A.Nomalizm ve Sonuçları
       Ockhamlı William, Roscelinus’un ortaya attığı nomalizm(adçılık) akımının en önemli temsilcisidir. Kilisenin benimsediği realizm(gerçekçilik) akımının ‘tümel gerçektir’ savına karşı nomalizm, genel kavramların, tümellerin hiçbir gerçeklerinin bulunmadığını; bunların insanların düşünce sistemlerine yakıştırdıkları birer ‘ad’dan(nomenden) ibaret olduğunu savunur. Nominist geleneği sürdüren Ockhamlı, kaynağını Platon’un idealar felsefesinde bulan realizmi şiddetli bir şekilde eleştirir.

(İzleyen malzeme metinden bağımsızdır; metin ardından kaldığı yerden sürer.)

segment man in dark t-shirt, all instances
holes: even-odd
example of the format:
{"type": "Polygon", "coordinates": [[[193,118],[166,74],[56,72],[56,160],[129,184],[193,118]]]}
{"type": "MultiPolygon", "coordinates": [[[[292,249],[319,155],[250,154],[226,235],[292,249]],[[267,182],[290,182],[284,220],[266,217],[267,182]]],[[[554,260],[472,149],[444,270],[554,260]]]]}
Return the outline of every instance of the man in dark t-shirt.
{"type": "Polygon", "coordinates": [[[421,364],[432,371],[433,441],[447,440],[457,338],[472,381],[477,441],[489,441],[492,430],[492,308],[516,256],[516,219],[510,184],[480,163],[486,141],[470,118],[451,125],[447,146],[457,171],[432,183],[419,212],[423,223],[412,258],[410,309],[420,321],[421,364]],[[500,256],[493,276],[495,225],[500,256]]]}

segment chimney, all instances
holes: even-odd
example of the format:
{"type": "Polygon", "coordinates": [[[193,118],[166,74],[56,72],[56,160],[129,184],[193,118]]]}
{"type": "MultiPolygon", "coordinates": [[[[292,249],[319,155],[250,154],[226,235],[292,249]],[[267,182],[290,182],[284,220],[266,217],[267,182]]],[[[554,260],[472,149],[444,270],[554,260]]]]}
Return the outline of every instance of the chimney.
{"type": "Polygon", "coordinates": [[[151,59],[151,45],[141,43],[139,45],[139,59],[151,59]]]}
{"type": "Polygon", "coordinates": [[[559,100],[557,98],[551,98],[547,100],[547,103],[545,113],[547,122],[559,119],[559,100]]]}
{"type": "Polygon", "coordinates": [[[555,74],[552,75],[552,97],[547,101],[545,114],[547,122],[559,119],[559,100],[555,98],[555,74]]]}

       Gerçekten var olan nedir? sorusuna yanıt aramıştır. Ona göre kanıtlamayan, deneye tabi tutulamayan, nesnel olmayan hiçbir şey doğru değildir ve insan aklıyla her şeyi çözebilir. Demek ki ruhun ölümsüzlüğü ya da tanrının birliği, sonsuzluğu hatta birliği kesin olarak kanıtlanamaz. Böylece Ockhamlı bilgi ile imanı, felsefe ile teoloiyi birbirinden ayırır. William ayrıca pozitif yasayı insanın özgür istencinden türetiyor. Bunun sonucu da kilisenin sivil toplumdan ayrılmasıdır.

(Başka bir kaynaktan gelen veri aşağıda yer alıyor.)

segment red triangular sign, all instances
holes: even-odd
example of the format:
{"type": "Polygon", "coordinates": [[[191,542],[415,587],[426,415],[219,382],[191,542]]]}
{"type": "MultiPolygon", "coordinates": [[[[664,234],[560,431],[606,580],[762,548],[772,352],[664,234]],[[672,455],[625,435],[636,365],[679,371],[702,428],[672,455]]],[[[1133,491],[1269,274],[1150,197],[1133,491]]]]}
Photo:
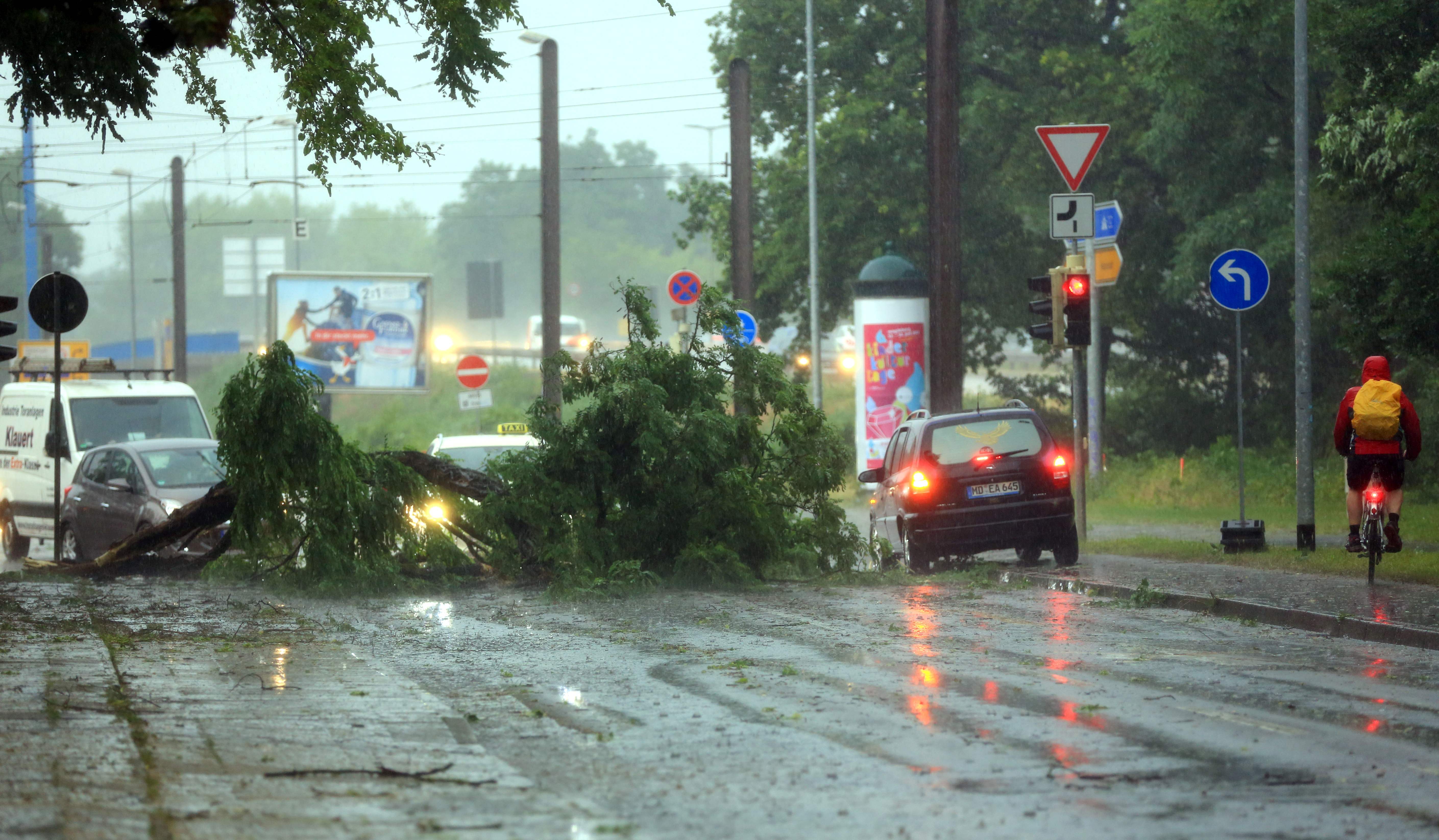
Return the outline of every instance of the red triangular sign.
{"type": "Polygon", "coordinates": [[[1035,134],[1059,167],[1071,193],[1079,191],[1094,155],[1109,134],[1108,125],[1036,125],[1035,134]]]}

B.Siyasal İktidar ya da Devlet 
       William, bireyin radikal özgürlüğünü savunmaktan çok grupların, korporasyonların, halkların, prensliklerin bağımsızlığını güvence altına almaya önem verir. William’a göre devlet
soyut bir kavramdan başka bir şey değildir, kendisini oluşturan bireylere indirgenmiştir. Barışı sağlayan monarşinin iyi sıfatını kazanabilmesi için:
1-Kral ya da prens kendi çıkarını değil, toplumun ortak yararını düşünmelidir,
2-Prens kendinden daha üstünlerin olabileceğini aklından çıkarmamalıdır,
3-Prens doğal hukukun ilkelerine ve feodal içerikli haklar ile özgürlüklere saygı duymalıdır,
4-Prens halkın her koşulda ona itaat etmek gibi bir yükümlülüğünün bulunmadığının farkında olmalıdır.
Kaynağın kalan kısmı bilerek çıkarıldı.